June 18th, 2015
This is not a scan of my brain, but it could be.
An MRI of my brain would likely show less activity while processing language than the brain of someone who only speaks English. That is because bilingual brains are fitter – requiring less effort to process words than a monolingual.
Several recent studies also support the multiple cognitive benefits of bilingualism, including the ability to tune out extraneous noise, flexible ways of thinking and, possibly, protection against Alzheimer’s disease.
I did not know any of these things when I began learning French, some 30 years ago, at the Alliance Française in Paris. All I knew back then was that it seemed like a Herculean effort, an impossible task. How could I ever be expected to remember the complex rules for conjugating French verbs, the gender of various objects, not to mention the vocabulary you needed just to get by in day-to-day life?
It’s amazing what the human brain is capable of. The mental gymnastics paid off. Now I can do just about anything in French without really thinking about it, although I still struggle with numbers and have a hard time speaking to dogs and small children in that language.
Along the way, I discovered there are surprising benefits to being bilingual. Here are 5 things I’ve learned:
- Selective listening
There’s no way to become fluent in another language without improving your listening skills. You hone your ability to selectively listen – to pick up accent, identify sounds, understand structure, nuance and tone. And you learn to tune out what is not pertinent to understanding.
Most English speakers have little notion of grammar. That’s because we learn to use our language in context, not by studying its rules of grammar. French is just the opposite. I learned to separate my tenses from my participles and my pronouns from my articles, a skill that holds me in good stead for editing.
- Changing perspectives
This is one is huge. Being bilingual means you become dual in your way of looking at the world. It opens up new understanding and enables you to think outside the box. This breeds an appreciation for other ways of thinking, seeing and doing things. Learning another language forces you to accept that there is more than one way to think about something, even if it is not your way
- Non-verbal signals
When you find yourself as an adult having to communicate with the skills of a child, you are forced to find other strategies to communicate. One of these is picking up on visual cues – facial expressions, gestures, body language. This is almost as vital as words when it comes to learning not just a language, but a culture.
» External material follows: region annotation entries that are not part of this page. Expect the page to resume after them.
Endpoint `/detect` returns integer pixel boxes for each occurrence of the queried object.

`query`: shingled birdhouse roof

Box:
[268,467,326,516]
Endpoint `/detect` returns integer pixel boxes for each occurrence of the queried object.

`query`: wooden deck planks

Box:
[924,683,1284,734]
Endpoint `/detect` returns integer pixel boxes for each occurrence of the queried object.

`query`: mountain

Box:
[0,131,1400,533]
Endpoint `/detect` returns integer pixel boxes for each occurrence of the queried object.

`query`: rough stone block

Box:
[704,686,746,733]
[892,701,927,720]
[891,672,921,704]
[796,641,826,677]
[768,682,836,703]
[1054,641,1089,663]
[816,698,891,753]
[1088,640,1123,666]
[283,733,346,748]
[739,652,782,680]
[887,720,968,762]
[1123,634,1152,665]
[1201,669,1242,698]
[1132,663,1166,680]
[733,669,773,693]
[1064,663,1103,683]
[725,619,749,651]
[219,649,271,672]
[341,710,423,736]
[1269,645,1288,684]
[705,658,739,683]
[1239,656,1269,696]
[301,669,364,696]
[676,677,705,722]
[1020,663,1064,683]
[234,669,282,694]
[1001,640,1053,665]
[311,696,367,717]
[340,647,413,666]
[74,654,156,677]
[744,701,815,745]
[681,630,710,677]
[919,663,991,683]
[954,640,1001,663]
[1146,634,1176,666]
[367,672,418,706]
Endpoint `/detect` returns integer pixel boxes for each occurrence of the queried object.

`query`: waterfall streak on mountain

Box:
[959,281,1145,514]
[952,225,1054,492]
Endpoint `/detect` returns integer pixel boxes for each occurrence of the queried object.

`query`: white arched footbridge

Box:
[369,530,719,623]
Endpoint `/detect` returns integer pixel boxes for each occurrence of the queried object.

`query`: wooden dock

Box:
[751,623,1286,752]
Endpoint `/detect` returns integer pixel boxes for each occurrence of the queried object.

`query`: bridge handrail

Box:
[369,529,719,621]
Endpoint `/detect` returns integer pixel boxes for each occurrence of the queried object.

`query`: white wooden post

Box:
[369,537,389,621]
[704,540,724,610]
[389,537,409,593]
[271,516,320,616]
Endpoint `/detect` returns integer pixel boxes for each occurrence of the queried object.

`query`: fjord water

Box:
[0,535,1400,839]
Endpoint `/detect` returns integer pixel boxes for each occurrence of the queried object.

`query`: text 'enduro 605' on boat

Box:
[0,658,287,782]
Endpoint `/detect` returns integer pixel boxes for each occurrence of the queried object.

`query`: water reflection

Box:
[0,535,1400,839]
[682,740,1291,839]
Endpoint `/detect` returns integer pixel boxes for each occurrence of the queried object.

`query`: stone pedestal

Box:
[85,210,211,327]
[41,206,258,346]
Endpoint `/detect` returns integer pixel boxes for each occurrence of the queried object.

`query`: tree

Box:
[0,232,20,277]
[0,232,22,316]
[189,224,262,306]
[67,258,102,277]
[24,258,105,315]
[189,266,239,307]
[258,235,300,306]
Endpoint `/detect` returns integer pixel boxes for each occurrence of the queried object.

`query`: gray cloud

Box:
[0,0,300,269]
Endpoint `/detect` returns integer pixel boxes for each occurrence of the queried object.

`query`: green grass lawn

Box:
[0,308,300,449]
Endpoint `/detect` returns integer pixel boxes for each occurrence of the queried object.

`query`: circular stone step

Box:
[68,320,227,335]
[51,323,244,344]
Learning to speak another language is a humbling experience. Although I have become fluent in French, I often feel humbled. When confronted, as often happens in Switzerland, with those who are trilingual, quadrilingual and beyond. When a small child already knows far more words on a subject than I will ever learn. And when people with limited language skills manage to communicate with smiles and gestures.
When given the choice, I still have a preference for speaking my native tongue. My French will never match my English in its richness of vocabulary, subtlety and mastery of the written word. But I am grateful for having two languages, and for my bilingual brain.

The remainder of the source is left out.